Omicidio Arenella, primo interrogatorio del gip «Temevo per mio padre, mi è rimasto solo lui»

«Non volevo che mio padre morisse, è l’unica persona che mi è rimasta». Lo avrebbe ripetuto a più riprese, esasperata e ancora fortemente sconvolta, Alessandra Ballarò, che per la prima volta ha parlato davanti al gip Maria Cristina Sala. «La ragazza ha reso, con grande sofferenza e singhiozzando, delle dichiarazioni spontanee, era molto provata», riferisce il suo legale, l’avvocato Giuseppe Di Stefano. Cuore della deposizione sono stati i numerosi episodi aggressivi che hanno contraddistinto, nel tempo, i rapporti tra la sua famiglia e le vittime, fino al culmine raggiunto lo scorso sabato pomeriggio, concluso nel sangue. «Ha narrato quello che è stato tutto l’excursus di violenze e soprusi che la famiglia ha subito da un paio di anni a questa parte dalla famiglia Bua. Ha raccontato una serie di episodi e di fatti intimidatori: da quello avvenuto a febbraio 2006, quando la Fiat Panda della madre fu distrutta, all’episodio degli spari dietro la porta di casa loro in piena notte nel maggio scorso. E ancora – prosegue il legale – le percosse contro il fratello, picchiato in più occasioni dai signori Bua, sino ad arrivare a quel 7 ottobre».

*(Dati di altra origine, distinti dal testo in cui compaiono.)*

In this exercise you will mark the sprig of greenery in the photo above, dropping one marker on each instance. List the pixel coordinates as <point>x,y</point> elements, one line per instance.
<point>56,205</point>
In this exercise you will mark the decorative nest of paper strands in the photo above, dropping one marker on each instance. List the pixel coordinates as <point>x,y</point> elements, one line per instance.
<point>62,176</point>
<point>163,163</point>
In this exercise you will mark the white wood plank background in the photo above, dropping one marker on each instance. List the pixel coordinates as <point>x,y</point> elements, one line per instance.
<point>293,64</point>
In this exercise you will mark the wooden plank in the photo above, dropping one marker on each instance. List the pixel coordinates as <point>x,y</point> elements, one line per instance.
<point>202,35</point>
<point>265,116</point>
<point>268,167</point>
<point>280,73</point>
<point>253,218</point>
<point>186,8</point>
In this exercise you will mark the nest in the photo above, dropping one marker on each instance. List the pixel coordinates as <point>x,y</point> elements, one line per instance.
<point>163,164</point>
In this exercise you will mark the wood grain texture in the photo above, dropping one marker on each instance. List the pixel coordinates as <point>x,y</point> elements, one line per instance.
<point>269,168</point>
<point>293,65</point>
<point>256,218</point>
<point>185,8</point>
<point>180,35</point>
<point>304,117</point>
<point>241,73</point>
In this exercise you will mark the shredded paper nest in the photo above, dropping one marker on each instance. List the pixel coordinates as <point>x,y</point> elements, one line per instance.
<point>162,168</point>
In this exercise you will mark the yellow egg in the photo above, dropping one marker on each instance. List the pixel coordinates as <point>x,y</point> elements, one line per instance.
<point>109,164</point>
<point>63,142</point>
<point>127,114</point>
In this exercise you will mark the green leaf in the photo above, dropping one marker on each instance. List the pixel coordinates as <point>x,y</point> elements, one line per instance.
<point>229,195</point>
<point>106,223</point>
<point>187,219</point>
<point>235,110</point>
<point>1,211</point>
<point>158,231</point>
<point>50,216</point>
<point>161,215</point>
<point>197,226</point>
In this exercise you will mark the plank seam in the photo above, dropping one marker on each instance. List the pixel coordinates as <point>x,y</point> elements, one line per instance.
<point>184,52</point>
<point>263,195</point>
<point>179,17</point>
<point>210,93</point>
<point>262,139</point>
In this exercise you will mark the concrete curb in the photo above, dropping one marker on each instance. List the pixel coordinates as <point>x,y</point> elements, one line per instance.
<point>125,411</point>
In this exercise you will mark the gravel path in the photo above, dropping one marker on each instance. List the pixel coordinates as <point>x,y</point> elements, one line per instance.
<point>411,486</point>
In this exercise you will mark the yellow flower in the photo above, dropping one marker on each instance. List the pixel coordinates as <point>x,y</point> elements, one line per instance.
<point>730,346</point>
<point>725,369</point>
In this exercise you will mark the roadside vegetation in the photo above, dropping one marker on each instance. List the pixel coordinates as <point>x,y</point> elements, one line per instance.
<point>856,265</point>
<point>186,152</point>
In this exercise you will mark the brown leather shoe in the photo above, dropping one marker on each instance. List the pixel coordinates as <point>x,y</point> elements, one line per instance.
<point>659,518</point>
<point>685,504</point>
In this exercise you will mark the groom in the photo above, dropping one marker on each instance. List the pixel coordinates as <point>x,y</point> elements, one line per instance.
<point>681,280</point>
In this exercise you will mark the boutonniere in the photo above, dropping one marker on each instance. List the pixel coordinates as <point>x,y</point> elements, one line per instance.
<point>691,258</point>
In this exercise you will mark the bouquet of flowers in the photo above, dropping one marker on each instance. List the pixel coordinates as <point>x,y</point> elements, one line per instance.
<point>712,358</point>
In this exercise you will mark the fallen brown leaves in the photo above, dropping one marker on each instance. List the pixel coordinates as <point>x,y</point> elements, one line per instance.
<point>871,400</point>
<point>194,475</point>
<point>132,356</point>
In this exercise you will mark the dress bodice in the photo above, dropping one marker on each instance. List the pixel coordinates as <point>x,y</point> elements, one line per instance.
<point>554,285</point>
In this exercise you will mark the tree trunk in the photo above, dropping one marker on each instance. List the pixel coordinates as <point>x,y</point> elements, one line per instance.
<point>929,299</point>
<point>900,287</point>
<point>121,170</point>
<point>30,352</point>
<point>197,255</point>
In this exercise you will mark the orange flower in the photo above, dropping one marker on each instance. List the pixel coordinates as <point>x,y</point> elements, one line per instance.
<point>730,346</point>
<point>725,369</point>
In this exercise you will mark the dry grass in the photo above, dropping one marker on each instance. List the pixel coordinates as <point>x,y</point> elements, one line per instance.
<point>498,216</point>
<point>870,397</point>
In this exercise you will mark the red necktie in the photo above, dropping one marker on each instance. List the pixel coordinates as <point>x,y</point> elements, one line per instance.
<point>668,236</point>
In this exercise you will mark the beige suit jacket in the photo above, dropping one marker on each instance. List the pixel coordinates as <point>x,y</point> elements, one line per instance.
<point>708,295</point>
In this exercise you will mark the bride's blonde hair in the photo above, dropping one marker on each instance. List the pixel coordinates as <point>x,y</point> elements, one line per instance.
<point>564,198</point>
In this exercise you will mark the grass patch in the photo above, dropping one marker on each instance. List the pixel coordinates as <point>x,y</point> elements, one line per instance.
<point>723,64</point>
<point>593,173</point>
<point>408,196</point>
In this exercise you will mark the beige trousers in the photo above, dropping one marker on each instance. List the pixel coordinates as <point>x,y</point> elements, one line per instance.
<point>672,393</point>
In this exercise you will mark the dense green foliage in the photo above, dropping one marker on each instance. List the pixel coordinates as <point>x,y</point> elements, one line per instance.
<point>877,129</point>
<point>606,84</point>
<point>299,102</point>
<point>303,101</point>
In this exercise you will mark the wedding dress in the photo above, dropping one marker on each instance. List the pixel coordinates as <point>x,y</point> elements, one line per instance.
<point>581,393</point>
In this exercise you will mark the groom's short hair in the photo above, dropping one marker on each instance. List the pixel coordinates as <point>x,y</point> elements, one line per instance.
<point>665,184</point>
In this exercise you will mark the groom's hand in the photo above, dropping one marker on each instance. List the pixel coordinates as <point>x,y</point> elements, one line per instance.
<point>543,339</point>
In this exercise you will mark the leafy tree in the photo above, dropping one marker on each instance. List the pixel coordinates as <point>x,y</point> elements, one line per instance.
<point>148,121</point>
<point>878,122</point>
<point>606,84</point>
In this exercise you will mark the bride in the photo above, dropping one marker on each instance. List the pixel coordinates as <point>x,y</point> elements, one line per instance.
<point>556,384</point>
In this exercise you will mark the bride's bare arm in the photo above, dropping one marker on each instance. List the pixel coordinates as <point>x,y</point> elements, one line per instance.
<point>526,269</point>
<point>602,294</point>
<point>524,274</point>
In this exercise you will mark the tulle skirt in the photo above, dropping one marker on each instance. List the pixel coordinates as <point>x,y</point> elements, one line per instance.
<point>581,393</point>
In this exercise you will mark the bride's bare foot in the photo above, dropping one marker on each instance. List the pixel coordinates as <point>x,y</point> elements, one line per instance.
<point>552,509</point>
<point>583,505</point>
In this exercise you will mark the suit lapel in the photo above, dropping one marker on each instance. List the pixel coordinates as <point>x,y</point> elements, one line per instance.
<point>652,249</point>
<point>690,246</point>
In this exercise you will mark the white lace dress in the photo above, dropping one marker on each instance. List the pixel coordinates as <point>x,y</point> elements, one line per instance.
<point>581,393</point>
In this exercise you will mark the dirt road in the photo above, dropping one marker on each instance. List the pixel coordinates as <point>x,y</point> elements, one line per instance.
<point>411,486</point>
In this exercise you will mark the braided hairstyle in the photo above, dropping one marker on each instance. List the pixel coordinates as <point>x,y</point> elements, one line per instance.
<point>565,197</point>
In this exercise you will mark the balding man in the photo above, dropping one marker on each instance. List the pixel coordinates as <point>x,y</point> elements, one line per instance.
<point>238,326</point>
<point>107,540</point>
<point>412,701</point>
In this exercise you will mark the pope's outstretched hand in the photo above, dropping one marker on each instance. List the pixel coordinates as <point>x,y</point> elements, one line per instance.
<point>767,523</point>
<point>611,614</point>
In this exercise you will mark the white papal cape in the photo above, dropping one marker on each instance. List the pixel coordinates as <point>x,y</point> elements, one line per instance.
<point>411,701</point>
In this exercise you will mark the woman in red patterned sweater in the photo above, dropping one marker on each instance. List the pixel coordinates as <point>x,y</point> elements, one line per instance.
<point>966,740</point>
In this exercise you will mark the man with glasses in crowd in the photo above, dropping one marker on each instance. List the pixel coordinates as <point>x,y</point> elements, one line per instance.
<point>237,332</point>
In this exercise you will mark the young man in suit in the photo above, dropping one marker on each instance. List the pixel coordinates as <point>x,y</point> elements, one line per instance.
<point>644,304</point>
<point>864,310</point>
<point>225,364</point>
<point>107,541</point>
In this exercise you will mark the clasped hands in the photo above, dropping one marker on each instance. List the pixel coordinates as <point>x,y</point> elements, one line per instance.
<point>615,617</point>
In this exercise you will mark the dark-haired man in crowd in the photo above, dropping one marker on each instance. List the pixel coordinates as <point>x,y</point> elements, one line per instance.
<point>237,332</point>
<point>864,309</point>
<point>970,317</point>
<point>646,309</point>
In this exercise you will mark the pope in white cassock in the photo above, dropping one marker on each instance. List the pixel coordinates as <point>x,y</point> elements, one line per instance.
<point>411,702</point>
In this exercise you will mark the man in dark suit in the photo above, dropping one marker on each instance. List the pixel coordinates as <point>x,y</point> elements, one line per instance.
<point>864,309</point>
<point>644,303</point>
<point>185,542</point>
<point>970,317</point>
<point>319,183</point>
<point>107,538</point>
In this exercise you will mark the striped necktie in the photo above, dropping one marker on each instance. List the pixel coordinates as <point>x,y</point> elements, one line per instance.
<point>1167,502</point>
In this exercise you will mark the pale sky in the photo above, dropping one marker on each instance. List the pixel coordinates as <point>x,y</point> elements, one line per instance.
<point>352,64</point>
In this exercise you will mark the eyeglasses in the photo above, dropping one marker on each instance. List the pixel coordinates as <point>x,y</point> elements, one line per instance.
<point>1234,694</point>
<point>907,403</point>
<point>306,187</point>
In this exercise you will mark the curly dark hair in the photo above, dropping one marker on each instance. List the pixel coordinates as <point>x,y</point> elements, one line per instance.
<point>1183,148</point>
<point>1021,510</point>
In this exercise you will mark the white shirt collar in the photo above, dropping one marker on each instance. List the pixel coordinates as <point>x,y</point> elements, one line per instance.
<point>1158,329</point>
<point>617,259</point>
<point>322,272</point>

E il resoconto di quel pomeriggio di una settimana fa è un racconto dove a farla da padrone è soprattutto la paura dichiarata dalla ragazza. «Sabato il padre era sceso nel cortile dopo che i fratelli Bua si erano presentati per l’ennesima volta sotto casa, credeva di potere dialogare con loro e risolvere la questione in un altro modo. Con lui sono scese anche le due ragazze, il padre è stato colpito da uno schiaffo e in preda a questo timore che lui venisse ucciso si è innescata la reazione della figlia Alessandra – spiega l’avvocato Di Stefano – Siamo in piena ipotesi di legittima difesa». Secondo il racconto della giovane, 20 anni ancora da compiere tra un mese, le vittime avrebbero avuto degli oggetti in mano, motivo che avrebbe contribuito a farle temere per la propria vita e quella dei familiari. «Ha perso il controllo di se stessa e in preda alla paura ha preso la pistola e ha sparato quei colpi. Una situazione di assoluta angoscia», ripete il legale.

È un quadro decisamente drammatico, quello che emerge dalla ricostruzione di quel giorno e degli screzi passati, all’interno del quale si colloca anche la perdita della madre sei mesi fa a seguito di una grave malattia che l’aveva costretta a letto per un lungo periodo di tempo. Nemmeno il padre, purtroppo, gode di buona salute. Anche lui spesso confinato nella propria camera da letto, è in attesa per un pluritrapianto di fegato e milza. «Lei ha sempre accudito entrambi i genitori. Ma è esplosa, per via di queste vicende personali e dei soprusi subiti da parte di questi signori». Non avrebbe aggiunto nulla, invece, a proposito della pistola usata per uccidere Leonardo Bua e ferire il fratello Giuseppe, ancora in coma farmacologico nel reparto di Rianimazione di Villa Sofia.

Intanto Alessandra Ballarò rimane in carcere, in attesa che si pronunci il gip, che dovrà decidere se accogliere la richiesta di remissione in libertà avanzata dal legale della ragazza o la richiesta del pubblico ministero Amelia Luise, che ne chiede la convalida della reclusione per omicidio volontario e tentato omicidio. «È piuttosto scossa, ancora. La prima cosa che ha detto è di essere pentita di quello che ha fatto, però era stata spinta da questa grande paura e da un senso di protezione verso la sua famiglia – insiste l’avvocato della giovane – Le sue condizioni al momento sono gravi, è in una fase di depressione assoluta. È una ragazza di 19 anni che studia per fare la parrucchiera, una ragazzina perbene, buona, nella sua vita altro pensava rispetto a quello che alla fine ha fatto. Goccia dopo goccia si crea un buco – conclude -, così è stato per la psiche di questa ragazza, dopo anni di episodi violenti».